Automatic summarization comes in two forms: extracted and generative. Generative summarization doesn’t work very well, and some products are dropping the feature. Enron emails containing lies tend to be shorter. When a customer threatens to cancel a service, the language they use may indicate they are really looking to bargain. Deep learning works well with data, but not with concepts. For good results, make use of all document structure (titles, boldface, etc.) — search engines often ignore such details. Keywords assigned to a document by a human are often unreliable or inconsistent. Having the document’s author write a summary may be more useful. Rules work better when there is little content (machine learning prefers more content). Knowledge graphs, which were a major topic at the conference, are better for discovery than for search.

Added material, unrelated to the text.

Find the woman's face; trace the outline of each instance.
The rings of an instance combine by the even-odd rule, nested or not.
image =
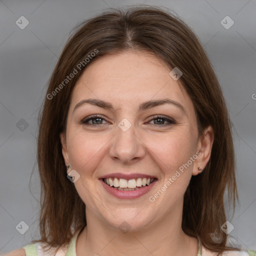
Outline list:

DBpedia provides structured data from wikipedia for knowledge graphs. SPARQL is a standardized language for graph databases similar to SQL for relational databases. When using knowledge graphs, the more connections away the answer is, the more like it is to be wrong. Knowledge graphs should always start with a good taxonomy or ontology.
Social media text (e.g., tweets) contains a lot of noise. Some software handles both social media and normal text, but some only really works with one or the other. Sentiment analysis can be tripped when only looking at keywords. For example, consider “product worked terribly” to “I’m terribly happy with the product.” Humans are only 60-80% accurate at sentiment analysis.